Dari ketiga contoh kasus tersebut, ada hal yang menarik untuk dikaji, Kasus Pertama dan kasus Kedua menggambarkan sosok yang memilki kedudukan, mewakili kaum golongan menengah keatas (Pejabat Kementerian dan PT. dan Rumpun Sari Antan) memperkarakan pihak lain yang kebetulan status sosialnya mewakili masyarakat lemah, tidak berdaya (Pengusaha laundry dan Nek Minah). Gugatan dan laporan keduanya, sekalipun itu merupakan hak mereka berdasar “ semua orang sama dimata hukum” tidak serta merta mendapat respon positip dari masyarakat. Bahkan sebaliknya yang diperoleh, hujatan dan cibiran. Pada kasus ketiga sosok Jennifer Elizabeth Wehanto yang mengalami tindakan arogansi dari seorang ibu istri Jendral mendapat simpati yang luar biasa dari masyarakat dan bahkan masyarakat mendorong korban untuk memperkarakan perlakuan istri sang jendral ke ranah hukum. Publik menuntut adanya prinsip “ semua orang sama dimata hukum” dalam memproses perkara tersebut.
Ketiga kasus tersebut seolah membalikkan logika hukum yang sudah kita pahami bersama, bahwa “Semua orang sama dimata hukum”. Pejebat kementerian dan PT. Rumpun Sari Antam sedang menggunakan haknya, menuntut dan melaporkan pihak lain yang merugikan dirinya, namun justru mendapat hujatan, cibiran dan dan dicap tidak memiliki rasa kemanusiaan, dan disisi lain tindakan yang dilakukan oleh Jenifer Elizabeth Wehanto yang menggunakan haknya, melaporkan istri sang Jendral dengan prinsip “ semua orang sama dimata hukum” mendapat apresiasi dan suport dari masyarakat luas. Sama-sama sedang menggunakan hak sebagaimana diatur Pasal 28D ayat (1) UUD 1945 yang menyebutkan bahwa “setiap orang berhak atas pengakuan, jaminan, perlindungan, dan kepastian hukum yang adil serta perlakukan yang sama di hadapan hukum”. Namun mendapat respon yang berbeda, Lalu apa yang salah ?
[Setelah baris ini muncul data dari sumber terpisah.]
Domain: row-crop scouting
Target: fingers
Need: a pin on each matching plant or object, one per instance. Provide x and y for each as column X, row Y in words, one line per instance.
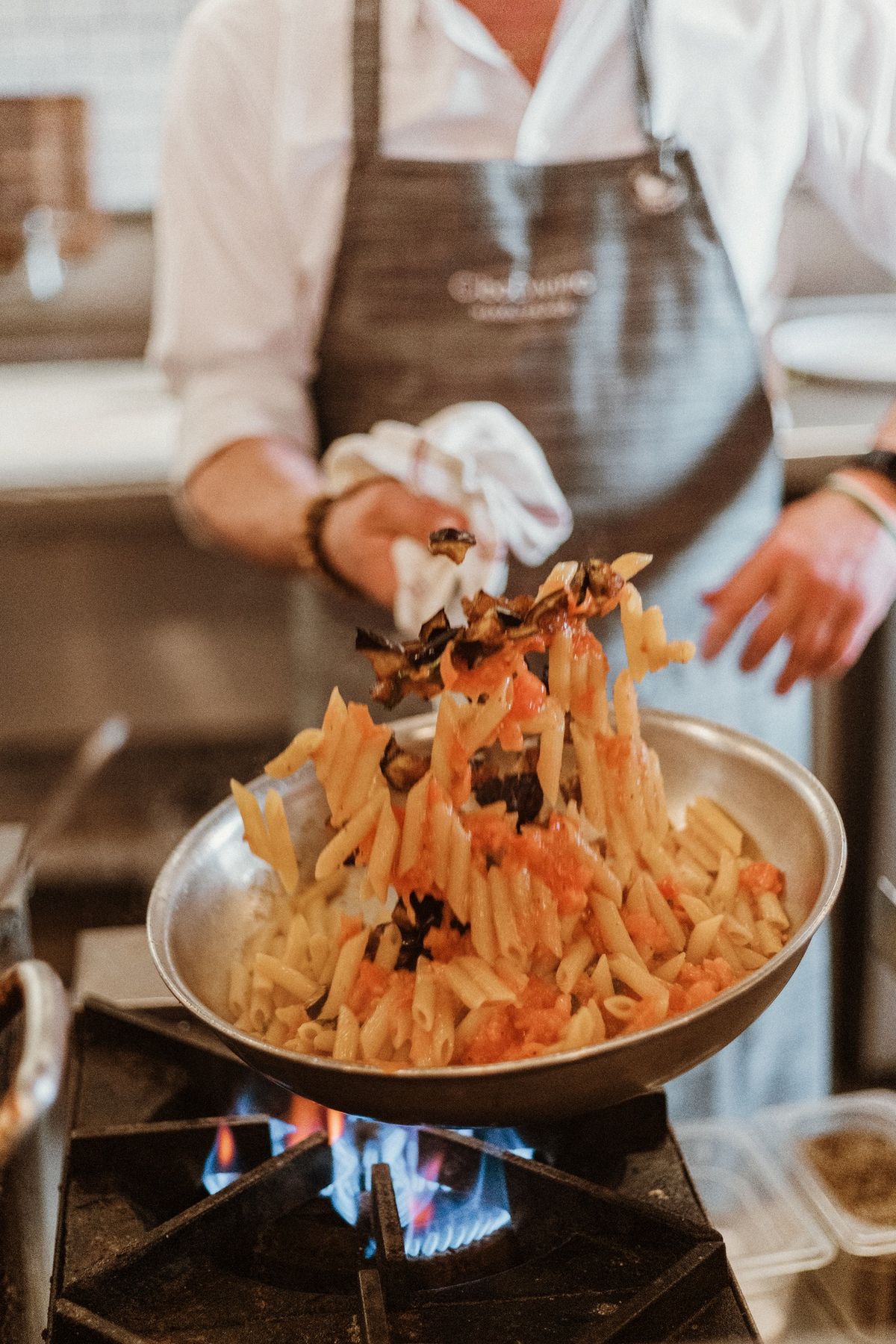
column 361, row 526
column 775, row 625
column 396, row 512
column 736, row 598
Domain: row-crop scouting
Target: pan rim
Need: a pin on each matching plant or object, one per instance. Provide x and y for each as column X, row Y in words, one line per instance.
column 808, row 785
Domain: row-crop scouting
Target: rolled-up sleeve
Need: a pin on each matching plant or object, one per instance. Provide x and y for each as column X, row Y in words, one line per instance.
column 850, row 74
column 228, row 327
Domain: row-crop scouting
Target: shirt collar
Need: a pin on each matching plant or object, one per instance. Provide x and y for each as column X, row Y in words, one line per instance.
column 464, row 28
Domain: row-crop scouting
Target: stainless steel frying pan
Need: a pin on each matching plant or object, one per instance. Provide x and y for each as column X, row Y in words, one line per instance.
column 202, row 910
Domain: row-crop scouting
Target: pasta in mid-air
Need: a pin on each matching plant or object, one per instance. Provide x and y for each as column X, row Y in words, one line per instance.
column 519, row 890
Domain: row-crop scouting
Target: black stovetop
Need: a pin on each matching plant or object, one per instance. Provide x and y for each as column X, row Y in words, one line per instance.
column 602, row 1239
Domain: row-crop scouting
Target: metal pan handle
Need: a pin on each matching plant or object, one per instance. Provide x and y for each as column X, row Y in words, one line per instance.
column 34, row 989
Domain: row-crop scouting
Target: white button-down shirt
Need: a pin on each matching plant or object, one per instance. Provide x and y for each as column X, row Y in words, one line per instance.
column 258, row 155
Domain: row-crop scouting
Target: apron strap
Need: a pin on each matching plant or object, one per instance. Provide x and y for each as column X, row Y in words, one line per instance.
column 641, row 52
column 366, row 80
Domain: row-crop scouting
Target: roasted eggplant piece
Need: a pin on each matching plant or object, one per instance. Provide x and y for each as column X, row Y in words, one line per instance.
column 492, row 623
column 452, row 542
column 401, row 768
column 521, row 793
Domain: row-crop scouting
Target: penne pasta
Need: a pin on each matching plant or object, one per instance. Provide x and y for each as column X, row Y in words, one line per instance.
column 523, row 892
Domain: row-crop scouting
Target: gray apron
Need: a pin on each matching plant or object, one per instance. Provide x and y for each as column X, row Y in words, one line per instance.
column 597, row 302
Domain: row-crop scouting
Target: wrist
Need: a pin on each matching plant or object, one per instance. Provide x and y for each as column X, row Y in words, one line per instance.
column 314, row 544
column 869, row 492
column 876, row 472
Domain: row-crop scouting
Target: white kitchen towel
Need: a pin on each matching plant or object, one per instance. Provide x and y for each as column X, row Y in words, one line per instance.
column 480, row 458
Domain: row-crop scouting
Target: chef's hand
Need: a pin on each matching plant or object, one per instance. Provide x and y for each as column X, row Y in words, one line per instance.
column 361, row 527
column 825, row 577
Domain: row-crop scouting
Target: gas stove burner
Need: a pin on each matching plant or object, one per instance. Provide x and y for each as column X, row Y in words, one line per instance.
column 374, row 1234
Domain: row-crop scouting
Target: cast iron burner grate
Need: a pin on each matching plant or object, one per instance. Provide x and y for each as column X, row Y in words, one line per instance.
column 605, row 1238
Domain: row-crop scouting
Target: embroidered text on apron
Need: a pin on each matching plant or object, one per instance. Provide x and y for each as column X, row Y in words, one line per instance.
column 595, row 302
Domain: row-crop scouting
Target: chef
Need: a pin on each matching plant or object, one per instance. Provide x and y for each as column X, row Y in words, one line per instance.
column 366, row 203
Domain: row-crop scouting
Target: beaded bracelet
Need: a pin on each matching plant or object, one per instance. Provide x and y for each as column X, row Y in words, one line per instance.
column 865, row 499
column 312, row 551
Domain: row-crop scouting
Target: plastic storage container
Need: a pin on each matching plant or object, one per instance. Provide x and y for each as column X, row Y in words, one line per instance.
column 770, row 1236
column 842, row 1155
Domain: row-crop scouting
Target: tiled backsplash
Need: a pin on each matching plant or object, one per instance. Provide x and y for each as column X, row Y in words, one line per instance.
column 117, row 53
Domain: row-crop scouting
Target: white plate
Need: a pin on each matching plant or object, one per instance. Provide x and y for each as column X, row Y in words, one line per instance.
column 857, row 347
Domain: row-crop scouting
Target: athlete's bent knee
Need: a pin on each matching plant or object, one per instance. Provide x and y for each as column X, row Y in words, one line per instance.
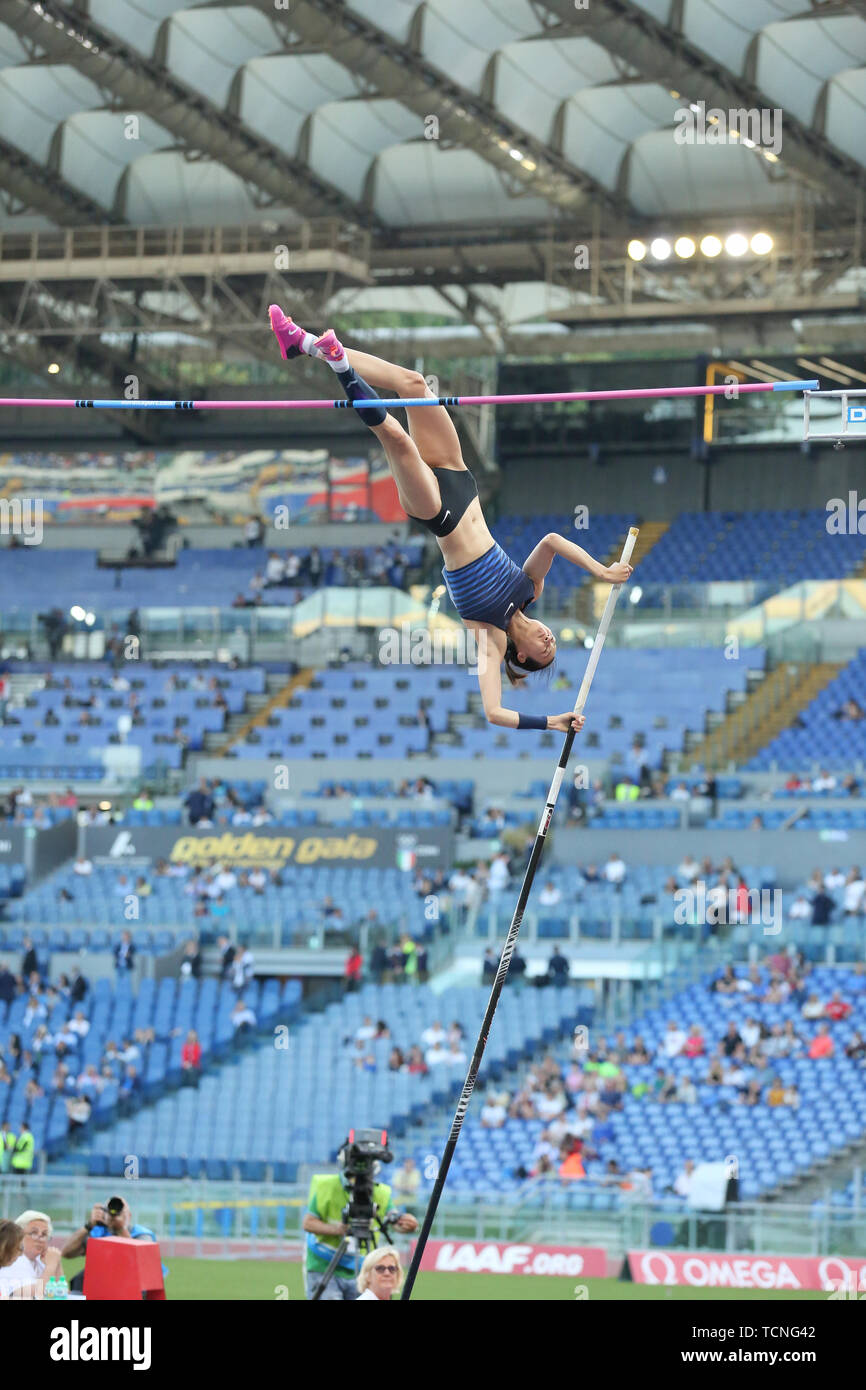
column 413, row 384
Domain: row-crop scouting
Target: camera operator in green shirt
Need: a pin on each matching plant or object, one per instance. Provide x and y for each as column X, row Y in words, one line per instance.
column 335, row 1209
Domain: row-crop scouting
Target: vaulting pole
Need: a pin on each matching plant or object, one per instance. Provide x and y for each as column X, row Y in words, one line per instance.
column 534, row 398
column 512, row 937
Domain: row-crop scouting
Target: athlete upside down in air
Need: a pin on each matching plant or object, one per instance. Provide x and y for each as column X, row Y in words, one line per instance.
column 435, row 488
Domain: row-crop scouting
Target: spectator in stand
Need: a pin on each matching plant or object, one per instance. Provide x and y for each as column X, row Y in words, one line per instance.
column 191, row 963
column 29, row 962
column 227, row 957
column 243, row 1018
column 749, row 1033
column 406, row 1183
column 435, row 1034
column 822, row 1044
column 854, row 893
column 274, row 570
column 673, row 1040
column 352, row 970
column 517, row 970
column 824, row 781
column 437, row 1055
column 559, row 969
column 695, row 1044
column 687, row 1091
column 124, row 954
column 776, row 1096
column 549, row 895
column 242, row 969
column 200, row 804
column 494, row 1114
column 688, row 870
column 191, row 1058
column 751, row 1096
column 416, row 1065
column 615, row 869
column 837, row 1009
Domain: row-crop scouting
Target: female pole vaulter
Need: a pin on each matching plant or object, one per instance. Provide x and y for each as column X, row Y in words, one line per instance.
column 489, row 591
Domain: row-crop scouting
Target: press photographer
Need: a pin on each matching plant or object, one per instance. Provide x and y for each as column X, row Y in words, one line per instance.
column 111, row 1219
column 348, row 1216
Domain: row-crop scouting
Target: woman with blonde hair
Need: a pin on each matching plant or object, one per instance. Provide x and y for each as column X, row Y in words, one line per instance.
column 34, row 1260
column 381, row 1275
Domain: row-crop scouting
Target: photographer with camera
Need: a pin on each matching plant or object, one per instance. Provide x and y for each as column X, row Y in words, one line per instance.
column 342, row 1211
column 111, row 1219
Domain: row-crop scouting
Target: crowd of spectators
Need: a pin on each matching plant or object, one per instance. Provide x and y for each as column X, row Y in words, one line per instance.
column 388, row 565
column 577, row 1100
column 438, row 1048
column 78, row 1084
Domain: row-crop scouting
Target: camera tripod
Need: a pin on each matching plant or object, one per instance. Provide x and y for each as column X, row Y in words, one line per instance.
column 362, row 1233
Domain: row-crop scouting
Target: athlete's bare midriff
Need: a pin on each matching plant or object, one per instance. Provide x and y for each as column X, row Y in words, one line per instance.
column 469, row 541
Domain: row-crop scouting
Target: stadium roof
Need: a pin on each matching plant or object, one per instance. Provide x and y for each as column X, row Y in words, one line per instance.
column 401, row 114
column 424, row 131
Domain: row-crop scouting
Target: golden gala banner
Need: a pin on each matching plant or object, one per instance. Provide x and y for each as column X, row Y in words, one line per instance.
column 271, row 847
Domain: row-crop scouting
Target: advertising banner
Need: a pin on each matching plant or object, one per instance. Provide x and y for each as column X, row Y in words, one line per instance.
column 377, row 847
column 496, row 1258
column 705, row 1269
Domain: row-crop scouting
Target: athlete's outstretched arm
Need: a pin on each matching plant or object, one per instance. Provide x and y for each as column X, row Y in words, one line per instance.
column 551, row 545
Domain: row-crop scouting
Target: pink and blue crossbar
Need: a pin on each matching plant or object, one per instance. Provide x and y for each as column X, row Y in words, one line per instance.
column 533, row 398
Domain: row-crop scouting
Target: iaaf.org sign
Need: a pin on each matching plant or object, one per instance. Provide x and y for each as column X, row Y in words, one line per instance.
column 474, row 1257
column 723, row 1271
column 270, row 848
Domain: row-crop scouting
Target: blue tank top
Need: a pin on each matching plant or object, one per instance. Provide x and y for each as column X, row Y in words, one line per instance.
column 489, row 590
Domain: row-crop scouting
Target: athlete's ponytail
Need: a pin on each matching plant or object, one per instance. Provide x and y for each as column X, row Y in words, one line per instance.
column 513, row 667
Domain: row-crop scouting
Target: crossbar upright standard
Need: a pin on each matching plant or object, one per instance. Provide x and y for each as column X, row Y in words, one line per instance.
column 469, row 1086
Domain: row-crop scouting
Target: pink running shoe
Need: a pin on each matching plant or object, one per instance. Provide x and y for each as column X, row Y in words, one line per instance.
column 288, row 334
column 330, row 348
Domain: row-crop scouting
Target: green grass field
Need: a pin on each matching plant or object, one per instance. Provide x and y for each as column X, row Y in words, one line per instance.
column 270, row 1279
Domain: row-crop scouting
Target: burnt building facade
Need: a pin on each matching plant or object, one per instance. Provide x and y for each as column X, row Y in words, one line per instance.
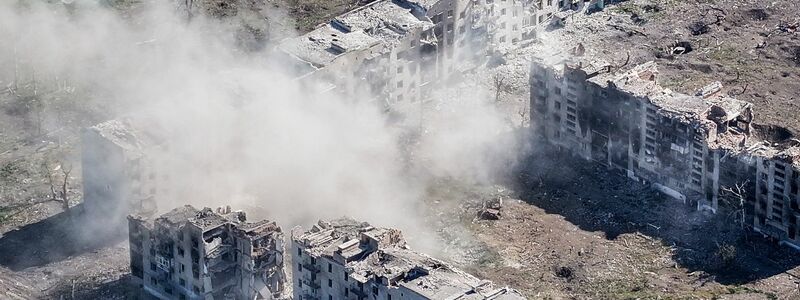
column 346, row 259
column 119, row 175
column 702, row 149
column 205, row 254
“ RASA KEADILAN DI MASYARAKAT” inilah jawaban logis menyikapi respon publik atas ketiga perkara hukum tersebut. Anomali hukum yang dipertontonkan secara vulgar yang beruntun terjadi dinegeri ini seolah membangkitkan rasa kebersamaan, kesetiakawanan perlawanan atas segala simbol yang berbentuk penindasan dan kesewenangan. Seringkali Keadilan formal tidak berbanding lurus dengan rasa keadilan dimasyarakat. Vonis hakim atas perkara yang mereka tangani semata untuk memenuhi kewajiban formal dengan berdasar pada aturan formal serta mengikuti hukum beracara formal. Menjaga wibawa dan marwah hukum demi tegaknya kepastian hukum terkadang sedikit mengoyak rasa keadilan dan bahkan bertentangan dengan hati nurani sang hakim yang menangani perkara. Sikap yang dilkukan oleh seorang pejabat kementerian yang menuntut pengusaha laundri kiloan menggambarkan sikap kearogansian terhadap kaum yang lemah. Demikian juga langkah yang ditempuh oleh PT. Rumpun Sari Antan dalam memperkarakan Nek Minah, menggambarkan sikap tidak berperikemanusiaan, menuntut masyarakat kecil dan tua renta tak berdaya, sikap yang tidak berbeda juga ditunjukan oleh istri sang Jendral yang menunjukan kesewenang-wenang, angkuh dan sombong. Inilah yang memancing respon publik berdasarkan hati nurani dan mengabaikan hukum formil. Jadi penilainnya bukan terletak pada prinsip “ semua orang sama dimata hukum” tapi atas dasar jenis kasus, latar belakang dan karakter yang ditunjukan oleh para subyek hukum yang terlibat dalam perkara itu.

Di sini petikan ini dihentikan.